His briar patch is a twenty-foot arbor on the southwest side of our house.

He built it the spring after we all moved to the new place.

It might be a pergola, or maybe a trellis, but he named it Arbor and it stuck,

The propping place for fruit-heavy branches and gravity-driven berries on tender vine tips.

 

He stretched galvanized two by four-inch farm fence through its middle and across its top,

Secured in spaces on four-by-fours,

Sunk deep in the ground

To the credit of a post-hole digger he brought from the farm.

 

He offers them one non-negotiable itinerary–up and out–

And they don’t mind going there,

But old habits of reach and arch point them groundward.

They see by his wire that all they’ll get is a proper path built for their own good.

They repent, and bow to the farmer’s convenience.

 

I collect at the bottom. Think I don’t know what they say about low-hanging fruit?

I’ll always pick it first, unimpressed by gossip.

Sometimes, easy-does-it hides big treasures.

Besides, they contradicted themselves when they said

“Don’t step into a briar where a snake might lurk to strike.”

Once I saw one in my dad’s blackberries.

Skinny grass-green Flash tripped over my flip-flop, made me laugh.

 

To fill my basket takes six passes.

Once each side that-away looking down,

One this-away looking up (which makes four).

Two more trips, one each direction,

Flat-footing a rusted vintage chair, non-wobbly against a thick post.

I figured the top gatherings shouldn’t count for more than two passes,

Although–The twenty-steps afoot do require two moves of the ladder for each side,

Six mounts and dismounts, too.

 

If I wanted, I could count as trips the shorter jaunts between the makeshift scaffolding.

I could. The truth is these are my berries now.

I decide—to pluck or to leave,

Jam or jelly, canned or frozen, cobbler or double-crust, fresh or later.

Are they sweet this year? I take the largest one, let the taste linger.

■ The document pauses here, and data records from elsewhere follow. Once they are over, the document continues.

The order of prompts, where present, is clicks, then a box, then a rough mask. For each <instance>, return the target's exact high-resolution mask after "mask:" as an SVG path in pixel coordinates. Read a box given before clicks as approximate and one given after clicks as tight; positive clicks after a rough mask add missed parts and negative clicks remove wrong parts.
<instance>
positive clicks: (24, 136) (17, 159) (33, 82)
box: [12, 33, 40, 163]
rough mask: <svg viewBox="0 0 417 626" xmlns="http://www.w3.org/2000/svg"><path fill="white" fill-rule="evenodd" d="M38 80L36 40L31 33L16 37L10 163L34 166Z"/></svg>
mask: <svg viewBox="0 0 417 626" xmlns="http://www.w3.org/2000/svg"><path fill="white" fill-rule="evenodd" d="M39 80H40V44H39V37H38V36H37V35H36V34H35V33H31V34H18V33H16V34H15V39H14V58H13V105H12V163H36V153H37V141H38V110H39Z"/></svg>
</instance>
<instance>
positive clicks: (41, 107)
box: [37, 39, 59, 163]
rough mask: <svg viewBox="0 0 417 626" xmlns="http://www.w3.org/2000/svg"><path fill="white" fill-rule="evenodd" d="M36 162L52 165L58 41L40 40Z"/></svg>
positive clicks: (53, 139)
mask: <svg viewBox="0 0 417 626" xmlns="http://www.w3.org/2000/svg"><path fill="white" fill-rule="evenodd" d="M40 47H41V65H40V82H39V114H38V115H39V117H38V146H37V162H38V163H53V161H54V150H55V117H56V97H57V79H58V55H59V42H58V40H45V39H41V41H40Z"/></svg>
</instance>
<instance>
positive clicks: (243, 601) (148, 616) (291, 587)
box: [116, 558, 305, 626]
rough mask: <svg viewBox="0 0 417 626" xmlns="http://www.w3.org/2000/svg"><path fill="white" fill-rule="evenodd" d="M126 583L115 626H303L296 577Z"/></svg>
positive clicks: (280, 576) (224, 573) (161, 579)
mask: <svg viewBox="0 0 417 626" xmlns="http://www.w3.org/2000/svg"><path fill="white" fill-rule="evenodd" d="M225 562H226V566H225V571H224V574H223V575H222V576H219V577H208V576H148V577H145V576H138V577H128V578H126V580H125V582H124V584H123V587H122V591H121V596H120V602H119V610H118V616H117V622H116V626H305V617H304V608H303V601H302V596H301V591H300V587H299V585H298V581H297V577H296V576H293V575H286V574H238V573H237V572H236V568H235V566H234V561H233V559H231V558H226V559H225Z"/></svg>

No, my berries are tart, not at all like my dad’s, nothing to remind me of him.

 

Some say to stand on a rusty chair instead of a stepstool is to welcome a fall.

Sometimes, often, I think they’re right.

Picking across the top takes practice and balance,

And vision adapted to a peripheral gaze across a close horizon.

Within my reach waits a sturdy brace,

Sunk deep in the ground

To the credit of a post-hole digger he brought from the farm.